With Spring in full bloom, the adored and endangered butterflies, of which there are 57 species in the UK, will hopefully return to our gardens and parks. My butterfly collection honours these wonderful, colourful insects and has inspired my range of affordable gold or silver necklaces and earrings, featuring the fabulous spread of a butterfly’s wings.
Over the coming months we have many plans for our newsletter, not just about my designs but also featuring the interesting and knowledgeable people who work in the world of jewellery. Starting with the inspirational Katherine Andrews, I do hope you enjoy these insights into the wonderful world of jewellery.
Interview by Tricia Topping
Katherine Andrews is a London based gemstone and jewellery consultant. Katherine holds a Gemmologist diploma from the Gemmological Institute of America unique. Katherine is acutely aware of the ethical implications of stones and
the importance of building sustainability into the buying of gemstones. Katherine’s lectures on the origins and purchase
of gemstones gives a wealth of inside information on buying, using and selling stones. Check out Katherine’s website on www.katherineandrews.co. for more information.
1. How did your time at Sotheby’s inspire you to go down the route of a gemstone expert rather than a jewellery consultant?
I spent my university holidays assisting at the jewellery auctions in Geneva. I saw the majority of Sotheby’s jewellery experts had a gemmology qualification, so I knew that I would have to add to my business degree to get somewhere in the industry. As much as I love jewellery, gemstones somehow transcend design and beauty into something intangible, often linked to spirituality but also geology and chemistry.
2. You studied as a Gemmologist in Mumbai, a route not usually taken by gemmologists in the UK. Why did you choose this unusual route to study gemmology in India?
Approximately 80% of the world’s stones are cut in India. It seemed like a wonderful opportunity to gain more hands-on experience, which I was fortunate enough to get as I went on to work in Jaipur.
3. What is impressive is your passion to travel to where the stones are mined. Not everyone has taken their chances and travelled to Kabul in Afghanistan. Explain why you did this?

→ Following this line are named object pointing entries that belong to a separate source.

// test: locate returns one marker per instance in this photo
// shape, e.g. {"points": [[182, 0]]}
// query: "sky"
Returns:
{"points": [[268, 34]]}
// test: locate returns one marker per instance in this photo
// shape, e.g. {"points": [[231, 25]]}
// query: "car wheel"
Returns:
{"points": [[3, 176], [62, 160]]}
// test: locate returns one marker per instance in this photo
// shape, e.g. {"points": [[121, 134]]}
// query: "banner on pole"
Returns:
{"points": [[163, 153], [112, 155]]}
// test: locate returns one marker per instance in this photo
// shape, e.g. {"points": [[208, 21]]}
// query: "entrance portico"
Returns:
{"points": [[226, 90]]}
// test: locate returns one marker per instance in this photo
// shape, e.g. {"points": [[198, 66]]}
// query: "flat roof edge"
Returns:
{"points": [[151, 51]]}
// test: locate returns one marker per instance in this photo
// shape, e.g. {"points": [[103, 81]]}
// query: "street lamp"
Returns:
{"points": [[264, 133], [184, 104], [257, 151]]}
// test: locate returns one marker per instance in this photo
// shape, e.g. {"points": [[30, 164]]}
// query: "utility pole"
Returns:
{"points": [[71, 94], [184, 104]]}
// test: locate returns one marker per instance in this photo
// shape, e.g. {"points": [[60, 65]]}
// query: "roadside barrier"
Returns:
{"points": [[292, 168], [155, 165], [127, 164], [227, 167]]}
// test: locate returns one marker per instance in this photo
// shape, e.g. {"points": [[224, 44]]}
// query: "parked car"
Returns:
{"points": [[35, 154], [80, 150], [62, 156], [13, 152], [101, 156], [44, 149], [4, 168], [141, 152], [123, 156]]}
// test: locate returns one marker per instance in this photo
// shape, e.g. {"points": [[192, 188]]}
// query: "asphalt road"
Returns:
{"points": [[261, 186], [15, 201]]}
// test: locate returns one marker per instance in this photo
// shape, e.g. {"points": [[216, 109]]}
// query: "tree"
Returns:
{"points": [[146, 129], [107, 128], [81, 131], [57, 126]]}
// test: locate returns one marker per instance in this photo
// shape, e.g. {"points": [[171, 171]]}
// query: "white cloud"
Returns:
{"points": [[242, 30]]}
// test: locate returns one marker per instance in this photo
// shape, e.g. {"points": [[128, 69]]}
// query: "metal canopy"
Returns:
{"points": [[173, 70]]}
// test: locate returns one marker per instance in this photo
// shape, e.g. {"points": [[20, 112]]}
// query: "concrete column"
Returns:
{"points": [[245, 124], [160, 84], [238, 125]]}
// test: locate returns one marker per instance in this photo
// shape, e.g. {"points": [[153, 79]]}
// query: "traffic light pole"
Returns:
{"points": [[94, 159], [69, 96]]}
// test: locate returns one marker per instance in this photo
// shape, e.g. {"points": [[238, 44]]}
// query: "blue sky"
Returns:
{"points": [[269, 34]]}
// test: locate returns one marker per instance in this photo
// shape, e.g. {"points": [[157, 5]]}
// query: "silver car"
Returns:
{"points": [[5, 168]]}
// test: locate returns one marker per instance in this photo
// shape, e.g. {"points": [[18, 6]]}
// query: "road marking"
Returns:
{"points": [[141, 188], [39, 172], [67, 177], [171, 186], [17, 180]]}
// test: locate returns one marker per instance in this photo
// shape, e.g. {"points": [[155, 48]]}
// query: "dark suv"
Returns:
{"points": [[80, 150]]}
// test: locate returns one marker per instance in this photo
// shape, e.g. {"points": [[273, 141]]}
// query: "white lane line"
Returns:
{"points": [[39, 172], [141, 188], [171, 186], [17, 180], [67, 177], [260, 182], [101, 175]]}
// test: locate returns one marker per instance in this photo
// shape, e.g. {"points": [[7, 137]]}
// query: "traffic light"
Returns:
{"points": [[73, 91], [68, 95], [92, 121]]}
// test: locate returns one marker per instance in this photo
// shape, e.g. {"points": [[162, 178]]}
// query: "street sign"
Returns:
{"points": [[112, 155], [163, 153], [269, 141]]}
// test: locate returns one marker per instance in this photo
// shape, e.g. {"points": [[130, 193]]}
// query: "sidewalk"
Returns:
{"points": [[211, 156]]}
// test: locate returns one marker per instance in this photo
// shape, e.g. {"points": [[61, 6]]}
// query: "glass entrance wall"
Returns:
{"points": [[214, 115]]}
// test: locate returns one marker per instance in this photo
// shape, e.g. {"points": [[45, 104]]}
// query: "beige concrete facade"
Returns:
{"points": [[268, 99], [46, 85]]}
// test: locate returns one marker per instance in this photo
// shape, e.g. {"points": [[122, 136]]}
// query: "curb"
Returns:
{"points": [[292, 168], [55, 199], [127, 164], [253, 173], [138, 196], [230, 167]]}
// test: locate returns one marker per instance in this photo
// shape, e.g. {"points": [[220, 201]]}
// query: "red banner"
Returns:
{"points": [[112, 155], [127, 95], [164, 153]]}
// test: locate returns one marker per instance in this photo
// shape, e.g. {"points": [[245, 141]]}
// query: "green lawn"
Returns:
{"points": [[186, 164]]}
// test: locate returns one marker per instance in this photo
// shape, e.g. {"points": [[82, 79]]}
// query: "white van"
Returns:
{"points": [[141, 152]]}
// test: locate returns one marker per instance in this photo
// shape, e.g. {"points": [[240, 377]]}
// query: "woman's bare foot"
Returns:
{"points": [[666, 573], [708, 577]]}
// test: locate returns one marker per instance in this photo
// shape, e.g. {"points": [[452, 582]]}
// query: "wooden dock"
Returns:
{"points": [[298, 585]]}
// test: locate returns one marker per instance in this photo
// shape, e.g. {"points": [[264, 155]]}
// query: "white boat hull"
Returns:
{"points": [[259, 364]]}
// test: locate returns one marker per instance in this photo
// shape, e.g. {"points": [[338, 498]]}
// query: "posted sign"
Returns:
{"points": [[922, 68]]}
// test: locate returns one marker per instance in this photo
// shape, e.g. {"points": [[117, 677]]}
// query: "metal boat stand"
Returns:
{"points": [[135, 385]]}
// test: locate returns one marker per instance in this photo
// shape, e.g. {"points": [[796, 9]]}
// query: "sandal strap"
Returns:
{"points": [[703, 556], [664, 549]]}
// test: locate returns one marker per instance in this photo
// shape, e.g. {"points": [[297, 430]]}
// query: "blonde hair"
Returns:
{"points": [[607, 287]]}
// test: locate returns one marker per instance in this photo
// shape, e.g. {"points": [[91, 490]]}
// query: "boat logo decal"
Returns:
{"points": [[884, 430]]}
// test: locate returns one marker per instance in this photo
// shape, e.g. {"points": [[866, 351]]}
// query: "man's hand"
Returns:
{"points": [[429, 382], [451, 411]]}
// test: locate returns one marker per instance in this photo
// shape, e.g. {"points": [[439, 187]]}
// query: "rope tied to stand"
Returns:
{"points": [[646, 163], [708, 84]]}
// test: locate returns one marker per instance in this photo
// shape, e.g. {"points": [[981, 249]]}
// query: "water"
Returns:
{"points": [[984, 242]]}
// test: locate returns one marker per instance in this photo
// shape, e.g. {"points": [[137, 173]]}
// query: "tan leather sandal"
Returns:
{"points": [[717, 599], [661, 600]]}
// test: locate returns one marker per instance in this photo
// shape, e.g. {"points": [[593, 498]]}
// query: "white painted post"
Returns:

I went to Kabul to work on a small project for the NGO Turquoise Mountain (a charity that helps preserve traditional arts and crafts in conflict zones). I gave gemmology training to artisans and also spent time in the market looking at their stones, grading quality and checking prices. As a foreigner in such a place, it’s very hard to get a proper grasp on provenance and pricing, however it was a wonderful experience and I feel grateful to work in an industry which gives me the opportunity not only to learn continually, but also to work with people from all over the world.
4 . The small mines in Thailand support farmers who are using mines to support their core livelihood. Please explain why you became involved in this sector.
I visited mines in Thailand, Cambodia and Vietnam with a field gemmologist, who was collecting samples for a testing laboratory. As someone who works with cut and polished stones, I think it’s important to know where your product comes from.
5. For a gemstone expert, the inclusions of tiny microscopic minerals can ascertain where a gem is mined and is the geographic passport to the provenance of a gemstone. Where do the best gemstones come from and which stones would you invest in?
The million-dollar question. With coloured gemstones, it can often come down to taste and prescribed ideals are changing. For example, Columbian emeralds are always thought of as being the best, however I have seen some exceptional colours come out of Zambia and Afghanistan. If you have a certificate for a stone from a reputable country with Country of Origin, the price may be high, but you can be sure the stone won’t lose value.
6. The jewellery market has grown over the last ten years and is now regarded as an important asset in class and outperforms the property market. Which stone would you buy to put into your pension fund?
A large pink diamond! Unheated rubies from Myanmar and sapphires from Kashmir. Colombian emeralds. I would buy from a reliable source and get
them certified. I also love spinels and Padparadscha sapphire and opals, but these would all be emotional investments for me, as there is no short-term guarantee on your investment.